Нечистый восторг
Михаил Трофименков о фильме Николаса роуга "А теперь не смотри"
В конце 1960-х годов в мировом кино началась эпидемия фильмов о сатанизме, мистике, сатанинских детях и прочей чертовщине, связанной с детсадовцами, школьниками и даже грудничками. То ли массовый психоз овладел режиссерами, то ли оккультизм, как в начале ХХ века, снова вошел в моду: вот Дэвида Боуи его жена Энджела даже спасала от каких-то ясновидящих ведьм, пытавшихся завладеть его драгоценной спермой. Или, скорее всего, просто "Ребенок Розмари" (1968) Романа Поланского создал моду, породившую и "Другого" (1972) Роберта Маллигана, и, конечно же, "Экзорциста" (1973) Уильяма Фридкина. Изо всех этих фильмов отечественному зрителю почему-то был до сих пор недоступен самый красивый и самый мутный — "А теперь не смотри" Николаса Роуга. Кое-кто из советских режиссеров его наверняка видел. Так, в начале реставратору Джону (Дональд Сазерленд), проявляющему фотографии, вдруг видится, что красная жидкость заливает снимки. Он понимает, что что-то случилось с его дочкой Кристиной, выбегает в сад — девочка действительно утонула. А через два года Элем Климов снимет "Агонию", где кровь точно так же зальет фотографии, проявляемые Николаем II, предвещая гибель его детей. Но это так, к слову.
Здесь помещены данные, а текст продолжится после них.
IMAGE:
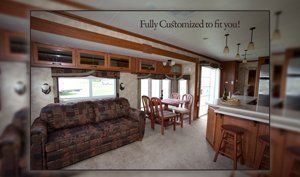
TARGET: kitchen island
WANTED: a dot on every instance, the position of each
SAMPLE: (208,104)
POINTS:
(253,118)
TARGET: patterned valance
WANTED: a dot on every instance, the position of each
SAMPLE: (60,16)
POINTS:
(69,72)
(162,76)
(151,76)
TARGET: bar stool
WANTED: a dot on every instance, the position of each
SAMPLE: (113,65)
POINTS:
(265,144)
(295,156)
(232,135)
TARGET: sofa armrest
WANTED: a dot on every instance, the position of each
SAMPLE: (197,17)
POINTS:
(10,151)
(140,117)
(38,139)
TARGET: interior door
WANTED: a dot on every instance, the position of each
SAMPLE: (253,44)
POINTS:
(209,90)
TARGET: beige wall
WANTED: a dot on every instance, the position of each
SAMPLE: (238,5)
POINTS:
(243,76)
(11,102)
(39,76)
(130,92)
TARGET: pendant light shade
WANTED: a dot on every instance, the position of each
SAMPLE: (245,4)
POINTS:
(251,43)
(226,49)
(245,58)
(237,56)
(276,33)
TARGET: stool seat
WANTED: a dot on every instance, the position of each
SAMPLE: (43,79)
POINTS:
(232,135)
(233,128)
(295,150)
(265,138)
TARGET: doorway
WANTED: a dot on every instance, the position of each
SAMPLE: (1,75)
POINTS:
(210,87)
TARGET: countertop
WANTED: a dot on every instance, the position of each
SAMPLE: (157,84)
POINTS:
(244,111)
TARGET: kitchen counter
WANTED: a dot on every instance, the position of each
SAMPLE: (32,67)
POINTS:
(244,110)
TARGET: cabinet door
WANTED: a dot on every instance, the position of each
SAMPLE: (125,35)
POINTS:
(119,62)
(91,59)
(211,126)
(14,46)
(53,56)
(147,66)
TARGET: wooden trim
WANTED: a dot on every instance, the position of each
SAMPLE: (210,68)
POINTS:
(79,51)
(75,4)
(139,65)
(197,96)
(102,25)
(60,29)
(16,9)
(36,61)
(130,60)
(261,60)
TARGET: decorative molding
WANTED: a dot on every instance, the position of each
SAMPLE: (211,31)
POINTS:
(60,29)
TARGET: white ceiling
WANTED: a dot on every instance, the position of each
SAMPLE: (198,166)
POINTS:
(289,23)
(53,39)
(192,39)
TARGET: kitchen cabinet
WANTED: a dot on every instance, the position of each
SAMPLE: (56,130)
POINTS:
(53,56)
(91,59)
(211,125)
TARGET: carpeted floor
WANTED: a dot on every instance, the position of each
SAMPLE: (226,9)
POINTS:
(185,148)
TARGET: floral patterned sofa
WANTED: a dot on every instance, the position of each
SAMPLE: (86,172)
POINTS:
(67,133)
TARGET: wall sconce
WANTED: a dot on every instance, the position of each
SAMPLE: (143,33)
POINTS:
(122,86)
(20,88)
(46,88)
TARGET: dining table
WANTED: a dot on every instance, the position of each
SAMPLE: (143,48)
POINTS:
(172,102)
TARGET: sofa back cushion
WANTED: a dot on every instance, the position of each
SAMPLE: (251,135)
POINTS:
(65,115)
(108,109)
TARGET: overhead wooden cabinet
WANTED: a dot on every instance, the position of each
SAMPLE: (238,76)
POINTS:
(146,66)
(13,46)
(53,56)
(120,62)
(91,59)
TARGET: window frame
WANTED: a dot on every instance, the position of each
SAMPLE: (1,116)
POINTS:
(90,97)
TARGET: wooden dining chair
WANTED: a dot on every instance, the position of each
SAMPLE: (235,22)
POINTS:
(161,115)
(185,108)
(147,109)
(175,95)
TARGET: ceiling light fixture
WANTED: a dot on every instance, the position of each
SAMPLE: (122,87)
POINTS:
(251,43)
(276,33)
(245,58)
(237,56)
(226,49)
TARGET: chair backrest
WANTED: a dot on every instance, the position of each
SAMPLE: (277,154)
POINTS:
(189,101)
(175,96)
(146,104)
(157,107)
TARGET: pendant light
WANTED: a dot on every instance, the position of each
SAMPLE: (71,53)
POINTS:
(251,43)
(245,58)
(226,49)
(238,52)
(276,33)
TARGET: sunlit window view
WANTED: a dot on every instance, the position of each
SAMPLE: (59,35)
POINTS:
(86,87)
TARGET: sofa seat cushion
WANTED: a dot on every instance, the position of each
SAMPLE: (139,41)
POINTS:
(67,115)
(84,137)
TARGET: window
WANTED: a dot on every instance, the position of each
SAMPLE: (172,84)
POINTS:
(166,87)
(153,87)
(182,87)
(71,88)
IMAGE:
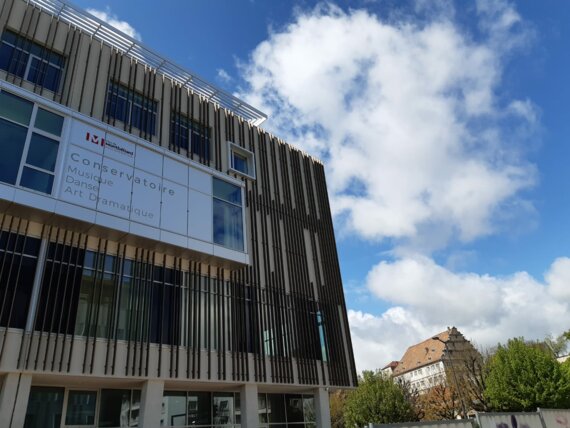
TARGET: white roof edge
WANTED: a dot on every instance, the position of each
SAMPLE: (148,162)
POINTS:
(104,32)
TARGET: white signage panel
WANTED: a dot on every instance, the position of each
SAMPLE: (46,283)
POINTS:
(119,149)
(200,216)
(81,177)
(111,175)
(115,189)
(146,198)
(174,210)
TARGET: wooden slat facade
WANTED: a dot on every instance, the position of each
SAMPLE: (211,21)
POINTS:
(254,324)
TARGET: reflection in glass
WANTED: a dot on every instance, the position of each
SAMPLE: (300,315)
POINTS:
(228,225)
(81,408)
(36,180)
(42,152)
(294,406)
(309,409)
(223,409)
(240,163)
(44,407)
(226,191)
(199,408)
(276,408)
(15,108)
(174,405)
(12,140)
(84,305)
(49,122)
(118,408)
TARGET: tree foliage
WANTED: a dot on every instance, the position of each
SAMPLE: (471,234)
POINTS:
(377,400)
(523,377)
(440,402)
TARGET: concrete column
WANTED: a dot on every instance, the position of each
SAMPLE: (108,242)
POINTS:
(248,406)
(14,399)
(151,404)
(322,409)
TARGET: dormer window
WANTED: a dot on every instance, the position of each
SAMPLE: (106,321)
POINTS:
(30,61)
(241,161)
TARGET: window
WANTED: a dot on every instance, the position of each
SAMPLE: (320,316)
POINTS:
(59,293)
(19,257)
(81,408)
(321,325)
(119,408)
(184,409)
(241,160)
(131,108)
(29,143)
(281,410)
(228,216)
(190,135)
(45,407)
(30,61)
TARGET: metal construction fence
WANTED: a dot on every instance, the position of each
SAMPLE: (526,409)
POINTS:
(542,418)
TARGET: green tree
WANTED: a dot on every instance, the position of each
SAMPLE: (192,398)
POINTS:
(523,377)
(377,400)
(559,344)
(337,402)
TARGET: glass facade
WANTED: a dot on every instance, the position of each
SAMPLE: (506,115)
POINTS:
(228,216)
(29,158)
(189,135)
(18,260)
(200,409)
(131,108)
(55,407)
(30,61)
(81,407)
(45,406)
(119,408)
(286,410)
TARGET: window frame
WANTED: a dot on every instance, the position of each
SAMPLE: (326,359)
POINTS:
(132,98)
(44,59)
(241,205)
(32,129)
(234,149)
(183,132)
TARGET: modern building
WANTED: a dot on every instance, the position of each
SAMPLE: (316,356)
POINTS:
(164,261)
(388,369)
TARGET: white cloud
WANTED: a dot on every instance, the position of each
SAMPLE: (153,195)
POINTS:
(408,117)
(223,76)
(428,298)
(114,21)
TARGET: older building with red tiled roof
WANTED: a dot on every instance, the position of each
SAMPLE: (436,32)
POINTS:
(424,364)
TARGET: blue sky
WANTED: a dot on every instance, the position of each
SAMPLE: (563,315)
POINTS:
(444,129)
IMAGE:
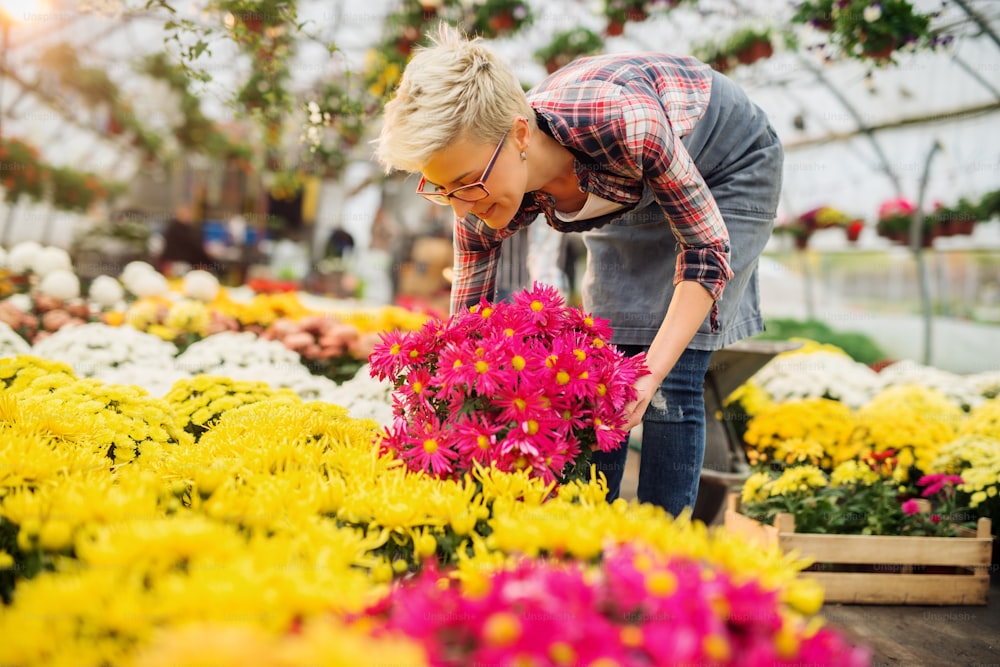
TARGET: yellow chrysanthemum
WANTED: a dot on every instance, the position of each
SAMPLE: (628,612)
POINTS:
(816,431)
(913,420)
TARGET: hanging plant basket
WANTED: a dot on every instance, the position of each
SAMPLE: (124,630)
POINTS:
(756,50)
(853,230)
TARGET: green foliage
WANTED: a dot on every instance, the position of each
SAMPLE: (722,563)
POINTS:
(872,32)
(860,347)
(569,45)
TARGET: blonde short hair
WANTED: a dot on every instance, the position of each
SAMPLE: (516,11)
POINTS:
(452,89)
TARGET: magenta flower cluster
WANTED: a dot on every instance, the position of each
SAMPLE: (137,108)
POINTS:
(638,609)
(526,384)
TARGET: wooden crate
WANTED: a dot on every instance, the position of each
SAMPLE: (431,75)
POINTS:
(875,569)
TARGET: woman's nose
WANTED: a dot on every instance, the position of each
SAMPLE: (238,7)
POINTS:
(462,208)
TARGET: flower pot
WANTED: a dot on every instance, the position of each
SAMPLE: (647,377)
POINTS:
(614,28)
(502,23)
(882,569)
(881,53)
(755,51)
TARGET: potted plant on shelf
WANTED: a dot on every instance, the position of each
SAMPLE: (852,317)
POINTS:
(567,46)
(957,219)
(25,175)
(750,45)
(871,32)
(895,219)
(619,12)
(496,18)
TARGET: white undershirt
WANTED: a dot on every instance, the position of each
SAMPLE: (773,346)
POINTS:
(592,208)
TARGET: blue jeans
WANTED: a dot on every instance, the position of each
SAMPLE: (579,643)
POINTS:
(673,438)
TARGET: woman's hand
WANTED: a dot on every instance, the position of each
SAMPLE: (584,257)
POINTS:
(645,387)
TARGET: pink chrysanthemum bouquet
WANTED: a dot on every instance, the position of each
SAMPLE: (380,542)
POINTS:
(636,609)
(529,384)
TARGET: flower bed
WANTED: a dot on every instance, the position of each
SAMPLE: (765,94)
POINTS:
(274,536)
(882,569)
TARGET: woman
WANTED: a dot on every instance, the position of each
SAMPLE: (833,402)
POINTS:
(672,172)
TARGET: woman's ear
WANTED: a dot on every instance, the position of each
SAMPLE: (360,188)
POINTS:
(521,133)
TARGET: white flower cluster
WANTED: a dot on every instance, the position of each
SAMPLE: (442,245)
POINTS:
(200,285)
(365,397)
(986,384)
(822,374)
(141,279)
(11,344)
(95,349)
(956,387)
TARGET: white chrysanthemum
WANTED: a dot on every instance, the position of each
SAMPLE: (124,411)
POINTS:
(957,388)
(11,344)
(61,284)
(986,383)
(364,397)
(818,375)
(106,291)
(200,285)
(157,380)
(92,349)
(148,284)
(22,256)
(21,302)
(133,270)
(50,259)
(243,349)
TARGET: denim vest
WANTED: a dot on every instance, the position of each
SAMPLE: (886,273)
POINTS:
(632,256)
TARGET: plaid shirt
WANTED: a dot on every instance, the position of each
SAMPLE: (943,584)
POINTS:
(624,118)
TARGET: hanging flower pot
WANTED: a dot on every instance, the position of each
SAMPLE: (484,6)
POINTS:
(637,14)
(502,23)
(754,51)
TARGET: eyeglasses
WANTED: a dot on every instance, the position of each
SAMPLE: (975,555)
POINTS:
(472,192)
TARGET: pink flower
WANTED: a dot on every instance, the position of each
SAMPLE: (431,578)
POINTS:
(526,385)
(936,482)
(636,607)
(894,207)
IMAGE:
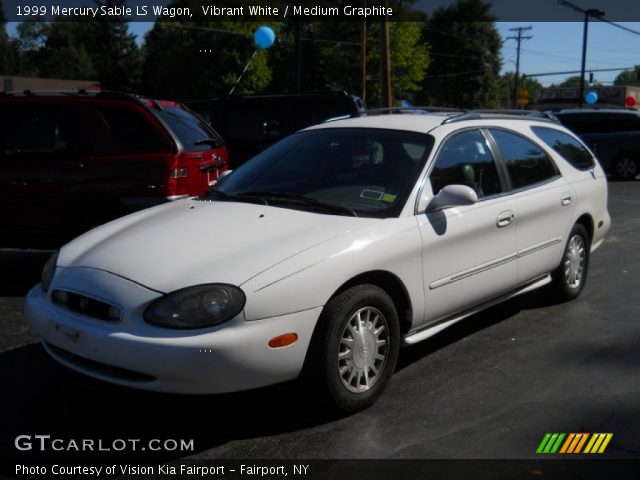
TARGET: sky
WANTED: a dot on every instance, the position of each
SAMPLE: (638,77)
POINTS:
(554,46)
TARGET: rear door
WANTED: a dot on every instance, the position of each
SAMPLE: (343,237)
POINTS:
(469,252)
(203,154)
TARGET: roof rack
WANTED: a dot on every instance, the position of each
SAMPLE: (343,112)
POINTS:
(502,114)
(33,93)
(81,92)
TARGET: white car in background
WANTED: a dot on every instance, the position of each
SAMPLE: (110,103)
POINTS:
(325,253)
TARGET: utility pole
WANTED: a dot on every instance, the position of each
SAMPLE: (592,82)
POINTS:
(298,53)
(592,12)
(518,39)
(587,13)
(363,58)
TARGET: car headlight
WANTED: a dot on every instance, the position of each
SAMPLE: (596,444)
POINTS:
(196,307)
(47,271)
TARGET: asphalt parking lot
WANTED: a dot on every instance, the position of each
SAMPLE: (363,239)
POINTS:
(490,387)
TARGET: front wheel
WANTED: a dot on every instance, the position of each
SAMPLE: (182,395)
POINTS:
(355,348)
(570,277)
(625,167)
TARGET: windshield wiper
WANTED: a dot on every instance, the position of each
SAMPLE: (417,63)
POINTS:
(246,198)
(300,199)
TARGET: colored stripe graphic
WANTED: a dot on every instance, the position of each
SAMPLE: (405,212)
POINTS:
(574,443)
Роуг, до сих пор благополучно работающий режиссер, оператор "451 градуса по Фаренгейту" (1965) и друг Франсуа Трюффо, муж Терезы Рассел "Шлюха", был для Энджелы Боуи кем-то вроде тех самых сексуальных ведьм. Дескать, приехал в Лондон какой-то совершенно разложившийся тип, привез Дэвиду сценарий "Человека, который упал на Землю" (1976), подложил ему свою ассистентку и споил до коматозного состояния. Почетное звание человека, который споил Дэвида Боуи, Роуг, возможно, заслужил. Он вообще человек рок-н-ролльный. Достаточно сказать, что его режиссерский дебют — фильм "Performance" (1970), где главную роль сыграл Мик Джаггер: только под Джаггера дебютанту и дали деньги продюсеры.
"А теперь не смотри" — это примерно то, что получилось бы, перенеси на экран "Смерть в Венеции" Томаса Манна не утомленный могильщик европейской культуры Лукино Висконти, а оголтелый Дарио Ардженто. Венеция, безлюдный, тесный лабиринт, где из каналов вытаскивают, подцепив за ноги, жертв некоего маньяка, где священники, не говоря уже о гондольерах, выглядят как полпреды сатаны, а в переулках мелькает крохотная фигура в красном плаще, том же самом, какой был на Кристине в день гибели,— главный герой фильма. Именно этот город убивает Джона, как убил Ашенбаха в "Смерти в Венеции", а вовсе не чудовищная карлица, перерезавшая ему горло чуть ли не до позвоночника. А эта карлица — в свою очередь, самый что ни на есть типичный персонаж giallo, как, по желтому цвету обложек, называли итальянские бульварные романы, мусор, который Дарио Ардженто в те же самые годы превращал в высокую, готическую поэзию. Из giallo явились и две сестрички, одна из которых, слепой медиум, периодически впадая в транс, уверяет, что видит живую Кристину, и предостерегает Джона от грозящей ему смертельной опасности. Так что фильм получился у Роуга скорее итальянским, чем английским. А его отрывистый монтаж, зачастую приводящий в недоумение, оказывается не только данью тогдашней киномоде, но и вполне адекватной метафорой разорванного сознания Джона, который до самого конца так и не догадался, что ему выпала редкая честь: увидеть собственные похороны.